I’d suggest you share the Hot Seafood Selection, featuring salmon, cod, monkfish, hake and brill in a chive sauce alongside prawns, oysters and mussels cooked with wine, garlic and olive oil. To partner this feast order a Hugel Riesling from Alsace from a wine list full of bargains. Of course, a Guinness and a dozen native oysters might suffice.

David Fitzgibbon kindly arranged tours of both the Clock Tower and the Collegiate Church for the next morning. The first transported us vividly from the site’s 14th century origins as a Walled Town fort, later separating the English incomers from the poorer native ‘Irishtown’, through its rebuilding as a grim gaol in 1777 on to the 20th century occupants of its draughty storeys. Beautifully recounted social history from a volunteer storyteller. Many thanks to Aisling O’Leary for my main townscape image, centred on the Clock Tower.

We made two private trips around the Collegiate Church, there was so much to explore. We loved the monument to Richard Boyle, the first Earl of Cork, who died in Youghal in 1643. Two wives, his mother and nine of his 15 children join him in an astonishing  ensemble, which cost over £500, a fortune in those days.

Without the fame of Raleigh whose estate he bought for a comparative song, the eventual Earl of Cork and Lord Treasurer of Ireland certainly cut the mustard as a self-made Jacobean adventurer/entrepreneur. 

The only property Raleigh retained in Ireland was nearby Inchiquin Castle (today a ruin), let for life from the Dowager Countess of Desmond. Legend has it she died in 1604, aged 140 (having regrown a full set of teeth), after a fall from a cherry tree. Ireland’s full of tall tales. As a girl she was supposed to have danced with Richard III before his death at the battle of Bosworth. You do the sums. 

Turbulent history continued to dog Youghal and its church. A few years later Oliver Cromwell wintered his troops in this strategic port, more important than Cork’s, en route to quell a rebellion. He is said to have preached a funeral oration to one of his officers standing on a trunk, still there in the Collegiate sanctuary. 

This is only scratching the surface of the church’s riches and the rest of the walled town offers almshouses, merchant’s mansions and plenty more. Even the many empty shops are housed in rather grand buildings, proof of Youghal’s commercial heyday, now long past.

Surprises abound. Stray the other side of the Clock Tower Gate – Main Street passes through it – and you’ll eventually come to the vast sandy beach that made Youghal a popular seaside resort, reached from Cork City by train. Until the trains stopped in 1982.

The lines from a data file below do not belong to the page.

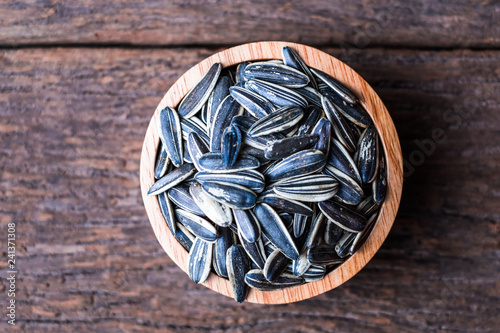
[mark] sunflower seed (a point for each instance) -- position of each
(167, 211)
(200, 260)
(316, 231)
(323, 130)
(194, 124)
(255, 152)
(340, 126)
(255, 104)
(332, 233)
(302, 264)
(362, 236)
(368, 155)
(276, 231)
(256, 280)
(338, 87)
(181, 197)
(292, 59)
(299, 164)
(276, 73)
(299, 224)
(184, 236)
(222, 244)
(172, 178)
(343, 216)
(255, 251)
(194, 99)
(367, 206)
(379, 185)
(161, 163)
(323, 255)
(232, 195)
(228, 109)
(276, 263)
(248, 225)
(287, 205)
(341, 160)
(312, 96)
(214, 163)
(285, 147)
(220, 92)
(187, 155)
(196, 147)
(215, 211)
(276, 94)
(170, 134)
(279, 120)
(237, 267)
(197, 225)
(248, 178)
(310, 188)
(287, 220)
(231, 144)
(314, 115)
(349, 191)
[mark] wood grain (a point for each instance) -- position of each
(368, 98)
(71, 129)
(347, 24)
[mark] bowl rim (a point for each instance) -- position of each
(387, 136)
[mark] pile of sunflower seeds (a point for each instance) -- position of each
(270, 173)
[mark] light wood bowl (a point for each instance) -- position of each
(368, 98)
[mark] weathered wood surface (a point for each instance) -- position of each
(321, 22)
(72, 124)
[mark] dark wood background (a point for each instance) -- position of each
(79, 81)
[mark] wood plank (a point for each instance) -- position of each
(357, 23)
(72, 124)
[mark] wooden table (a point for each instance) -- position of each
(79, 82)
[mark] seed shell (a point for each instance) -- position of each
(252, 179)
(299, 164)
(167, 211)
(277, 121)
(237, 267)
(232, 195)
(255, 279)
(255, 104)
(171, 134)
(368, 155)
(223, 242)
(197, 225)
(342, 216)
(200, 260)
(248, 225)
(285, 147)
(276, 231)
(276, 73)
(215, 211)
(276, 94)
(276, 264)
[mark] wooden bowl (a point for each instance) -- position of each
(368, 98)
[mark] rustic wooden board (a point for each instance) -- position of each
(71, 128)
(359, 23)
(367, 97)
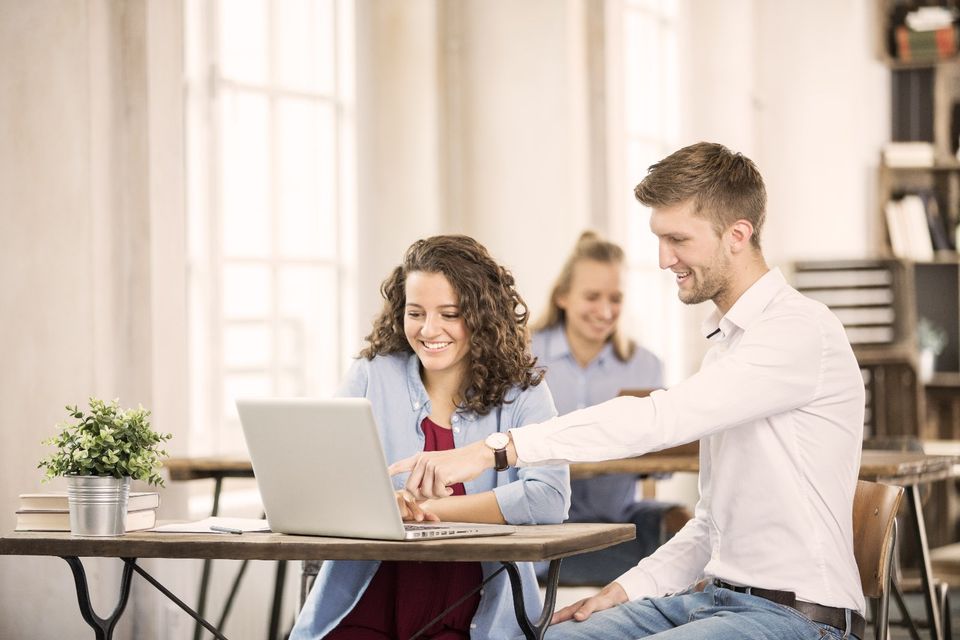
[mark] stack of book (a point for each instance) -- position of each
(51, 511)
(938, 44)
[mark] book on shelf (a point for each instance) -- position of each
(936, 44)
(909, 229)
(137, 501)
(908, 154)
(59, 520)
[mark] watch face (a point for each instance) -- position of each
(497, 440)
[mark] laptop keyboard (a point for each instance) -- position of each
(434, 529)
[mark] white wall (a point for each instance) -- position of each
(822, 116)
(518, 74)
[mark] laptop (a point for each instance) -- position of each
(321, 471)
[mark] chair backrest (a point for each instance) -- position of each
(875, 507)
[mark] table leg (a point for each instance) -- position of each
(534, 630)
(926, 573)
(102, 627)
(277, 600)
(131, 562)
(205, 574)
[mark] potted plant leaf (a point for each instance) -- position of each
(98, 452)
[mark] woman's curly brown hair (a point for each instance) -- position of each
(493, 311)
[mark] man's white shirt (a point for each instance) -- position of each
(778, 408)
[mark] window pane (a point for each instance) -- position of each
(307, 179)
(642, 66)
(309, 340)
(247, 345)
(245, 165)
(243, 40)
(305, 51)
(246, 292)
(244, 385)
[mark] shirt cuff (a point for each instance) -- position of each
(512, 501)
(532, 446)
(638, 583)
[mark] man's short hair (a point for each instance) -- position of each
(725, 186)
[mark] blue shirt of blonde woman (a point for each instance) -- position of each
(608, 498)
(538, 495)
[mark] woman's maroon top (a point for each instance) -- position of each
(404, 596)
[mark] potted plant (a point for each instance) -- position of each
(932, 340)
(98, 452)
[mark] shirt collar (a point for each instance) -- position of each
(557, 346)
(418, 393)
(747, 308)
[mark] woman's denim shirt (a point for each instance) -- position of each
(535, 495)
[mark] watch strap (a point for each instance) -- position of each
(500, 460)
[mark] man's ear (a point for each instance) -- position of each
(739, 235)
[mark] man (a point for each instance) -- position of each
(778, 408)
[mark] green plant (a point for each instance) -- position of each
(931, 337)
(107, 441)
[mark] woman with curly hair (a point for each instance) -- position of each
(446, 364)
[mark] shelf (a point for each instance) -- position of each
(944, 166)
(896, 64)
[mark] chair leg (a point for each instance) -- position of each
(944, 594)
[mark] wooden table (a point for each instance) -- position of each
(529, 544)
(906, 469)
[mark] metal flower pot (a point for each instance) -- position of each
(98, 505)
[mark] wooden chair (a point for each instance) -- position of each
(875, 509)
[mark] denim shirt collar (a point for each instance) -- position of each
(557, 346)
(419, 399)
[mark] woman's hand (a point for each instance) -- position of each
(411, 511)
(431, 473)
(610, 596)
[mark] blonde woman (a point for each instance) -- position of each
(588, 360)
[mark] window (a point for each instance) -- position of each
(271, 207)
(643, 76)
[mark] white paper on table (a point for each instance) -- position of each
(246, 525)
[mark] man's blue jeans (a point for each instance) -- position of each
(713, 614)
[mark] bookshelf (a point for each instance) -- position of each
(924, 114)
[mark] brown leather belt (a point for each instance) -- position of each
(834, 616)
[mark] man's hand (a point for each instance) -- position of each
(410, 510)
(431, 473)
(610, 596)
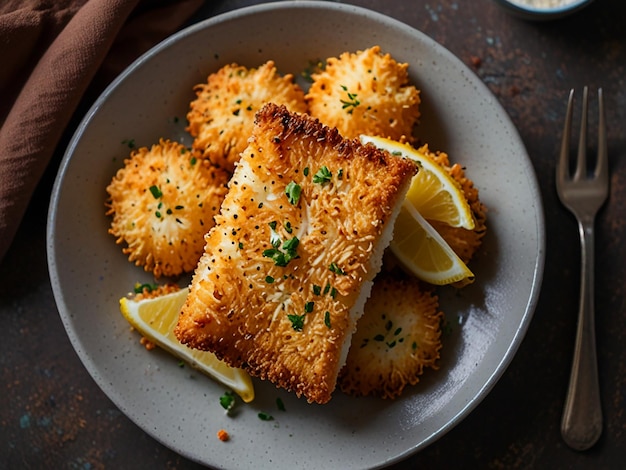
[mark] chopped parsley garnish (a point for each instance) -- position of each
(336, 269)
(293, 192)
(274, 237)
(297, 321)
(291, 245)
(263, 416)
(156, 192)
(282, 258)
(352, 101)
(322, 176)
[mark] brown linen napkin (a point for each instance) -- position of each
(50, 52)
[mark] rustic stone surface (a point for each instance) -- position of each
(54, 416)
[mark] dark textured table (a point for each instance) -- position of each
(53, 415)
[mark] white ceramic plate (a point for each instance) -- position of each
(180, 407)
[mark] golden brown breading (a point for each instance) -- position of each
(162, 202)
(366, 92)
(288, 266)
(222, 116)
(464, 242)
(396, 338)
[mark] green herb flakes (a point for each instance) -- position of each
(336, 269)
(322, 176)
(293, 191)
(352, 101)
(327, 319)
(156, 192)
(297, 321)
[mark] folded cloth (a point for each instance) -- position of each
(51, 52)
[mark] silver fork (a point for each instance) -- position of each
(583, 195)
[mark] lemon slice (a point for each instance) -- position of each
(420, 248)
(433, 192)
(155, 318)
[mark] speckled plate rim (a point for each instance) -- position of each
(179, 407)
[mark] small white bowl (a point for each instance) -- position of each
(540, 10)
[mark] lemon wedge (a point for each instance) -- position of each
(155, 318)
(420, 248)
(433, 192)
(433, 195)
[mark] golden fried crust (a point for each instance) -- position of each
(162, 202)
(397, 337)
(366, 92)
(464, 242)
(222, 116)
(291, 323)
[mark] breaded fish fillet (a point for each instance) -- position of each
(289, 264)
(366, 92)
(222, 115)
(398, 336)
(162, 202)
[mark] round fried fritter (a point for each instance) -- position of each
(162, 203)
(396, 338)
(463, 242)
(366, 92)
(222, 115)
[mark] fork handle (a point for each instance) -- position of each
(581, 425)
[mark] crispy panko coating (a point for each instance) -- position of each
(464, 242)
(290, 261)
(398, 336)
(366, 92)
(222, 115)
(162, 203)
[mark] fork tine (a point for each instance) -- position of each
(602, 167)
(581, 160)
(563, 166)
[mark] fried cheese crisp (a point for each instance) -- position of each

My wife’s mother, whose father worked for the railways and so got free travel, often came here as a girl on a Sunday jaunt and never once stepped into the Walled Town. 

For sentimental reasons we strolled hand-in-hand across the bracing strand, lamenting that we couldn’t be there for the annual ‘Queen Of The Sea’, a beauty pageant that also features a crab catching competition.

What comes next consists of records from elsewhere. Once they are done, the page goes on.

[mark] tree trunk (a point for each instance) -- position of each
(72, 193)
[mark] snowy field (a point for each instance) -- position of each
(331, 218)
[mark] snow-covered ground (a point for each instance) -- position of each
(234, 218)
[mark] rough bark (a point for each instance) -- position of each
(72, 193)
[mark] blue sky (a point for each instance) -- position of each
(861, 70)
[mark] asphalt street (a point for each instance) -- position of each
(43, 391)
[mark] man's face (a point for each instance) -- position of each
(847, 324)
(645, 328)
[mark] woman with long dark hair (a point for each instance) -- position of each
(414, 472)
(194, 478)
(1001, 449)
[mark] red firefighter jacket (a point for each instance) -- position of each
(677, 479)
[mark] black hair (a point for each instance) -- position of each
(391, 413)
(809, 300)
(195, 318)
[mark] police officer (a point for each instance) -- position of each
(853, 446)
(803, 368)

That now seems to have been a casualty of the pandemic, while the Youghal Potato Festival – a homage to the myth of Raleigh planting Ireland’s first spud crop here – bit the dust years ago. Still the The Moby Dick Festival is planning to go ahead this summer, covid protocols permitting. Expect a parade, a bonny baby competition and other blubberly treats.

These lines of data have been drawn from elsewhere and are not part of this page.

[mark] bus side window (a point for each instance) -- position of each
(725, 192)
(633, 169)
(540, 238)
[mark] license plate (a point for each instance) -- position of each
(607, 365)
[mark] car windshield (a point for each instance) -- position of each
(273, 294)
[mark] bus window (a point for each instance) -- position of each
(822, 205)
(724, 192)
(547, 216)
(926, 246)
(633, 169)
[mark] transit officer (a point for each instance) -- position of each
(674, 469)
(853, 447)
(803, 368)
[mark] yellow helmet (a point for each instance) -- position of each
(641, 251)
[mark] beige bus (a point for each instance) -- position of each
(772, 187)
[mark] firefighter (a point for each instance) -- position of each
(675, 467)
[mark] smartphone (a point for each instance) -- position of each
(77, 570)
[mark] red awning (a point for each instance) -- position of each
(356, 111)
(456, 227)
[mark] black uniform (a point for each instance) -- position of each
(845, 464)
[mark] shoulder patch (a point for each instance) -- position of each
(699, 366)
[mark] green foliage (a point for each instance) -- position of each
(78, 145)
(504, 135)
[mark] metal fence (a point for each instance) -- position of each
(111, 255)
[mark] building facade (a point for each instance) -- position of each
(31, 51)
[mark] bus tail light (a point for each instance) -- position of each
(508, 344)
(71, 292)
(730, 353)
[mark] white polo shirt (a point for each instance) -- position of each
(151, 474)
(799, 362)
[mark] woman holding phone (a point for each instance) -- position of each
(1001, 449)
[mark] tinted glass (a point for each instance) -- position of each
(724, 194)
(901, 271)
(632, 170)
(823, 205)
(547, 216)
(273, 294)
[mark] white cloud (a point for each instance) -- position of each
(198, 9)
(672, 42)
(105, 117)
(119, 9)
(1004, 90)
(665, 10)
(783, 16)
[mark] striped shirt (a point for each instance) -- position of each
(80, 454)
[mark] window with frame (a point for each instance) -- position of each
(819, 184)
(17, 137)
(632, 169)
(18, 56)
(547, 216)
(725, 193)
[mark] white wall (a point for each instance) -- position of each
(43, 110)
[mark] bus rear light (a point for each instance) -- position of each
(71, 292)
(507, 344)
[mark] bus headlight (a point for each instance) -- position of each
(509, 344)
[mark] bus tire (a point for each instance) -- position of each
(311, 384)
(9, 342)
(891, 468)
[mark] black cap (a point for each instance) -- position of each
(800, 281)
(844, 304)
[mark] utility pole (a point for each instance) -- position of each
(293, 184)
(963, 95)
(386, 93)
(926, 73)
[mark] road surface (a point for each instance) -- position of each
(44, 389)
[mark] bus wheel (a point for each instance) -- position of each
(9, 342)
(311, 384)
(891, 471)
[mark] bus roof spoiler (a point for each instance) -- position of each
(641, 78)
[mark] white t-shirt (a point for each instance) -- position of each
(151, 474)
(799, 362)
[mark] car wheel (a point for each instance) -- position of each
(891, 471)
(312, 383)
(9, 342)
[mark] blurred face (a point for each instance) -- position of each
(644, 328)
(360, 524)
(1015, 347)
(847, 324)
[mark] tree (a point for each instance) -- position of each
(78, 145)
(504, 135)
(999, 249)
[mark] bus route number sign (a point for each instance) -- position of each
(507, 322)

Youghal famously stood in for New Bedford, Massachusetts when John Huston filmed his 1954 version of Herman Melville’s novel, starring Gregory Peck as Cap’n Ahab out for revenge on the whale that took his leg off. Huston got legless on occasion in Paddy Linehan’s pub, his quayside HQ. In his honour, Paddy later renamed it Moby Dicks and added a gallery of movie stills. Outside there’s a statue of Ahab and his harpoon that the Blackwater gulls show scant respect for.